Apporter au monde le ferment chrétien

L'autre influence que l'Eglise, et pas seulement le laïcat, peut exercer dans le monde profane, en le laissant tel quel et en même temps en l'honorant d'une consécration, c'est de l'animer de principes chrétiens. Le Concile nous fait comprendre que cette animation est une consécration (Apostolicam actuositatem, 7; Gaudium et spes, 42). Si ces principes chrétiens, ont gardé leur vraie signification verticale, c'est-à-dire leur référence au terme suprême et dernier de l'humanité, ils sont religieux et surnaturels, et dans leur efficience, qui aujourd'hui se dit horizontale, terrestre, ils sont extrêmement humains; ces principes sont l'interprétation, la vitalité inépuisable, la sublimation de la vie humaine en tant que telle. Le Concile parle, à ce propos, de « compénétration de la cité terrestre et de la cité céleste (pour) contribuer à humaniser toujours plus la famille des hommes et son histoire » (Gaudium et spes, 40). Il rappelle aux laïcs « qu'ils doivent activement participer à la vie totale de l'Eglise. Ils ne doivent pas seulement s'en tenir à l'animation chrétienne du monde, mais ils sont aussi appelés à être, en toute circonstance et au cœur même de la communauté humaine, les témoins du Christ » (Gaudium et spes, 43; Apostolicam actuositatem, 2).

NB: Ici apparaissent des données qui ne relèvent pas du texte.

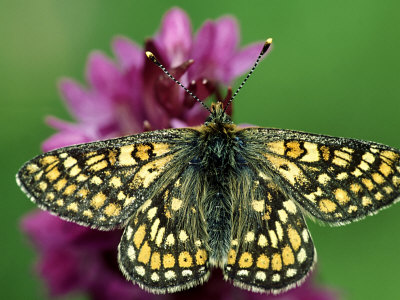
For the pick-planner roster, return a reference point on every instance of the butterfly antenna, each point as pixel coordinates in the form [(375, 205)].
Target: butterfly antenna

C'est dans ce sens que l'Eglise, et plus particulièrement les laïcs catholiques, confèrent au monde un nouveau degré de consécration, non pas en y apportant des signes spécifiquement sacrés et religieux (qui sont cependant, en certaines circonstances et formes, valables) mais en l'ordonnant, « dans l'exercice de l'apostolat dans la foi, l'espérance et la charité » (Apostolicam actuositatem, 3), au règne de Dieu: « Qui sic ministrat », qui sert ainsi le prochain, sert le Christ, dit une belle page de S. Augustin (In Io., tract. 51, 12: PL 35, 1768). C'est la sainteté, qui rayonne sur le monde et dans le monde. Que ce soit la vocation de notre époque, de nous tous, chers Fils, avec Notre Bénédiction.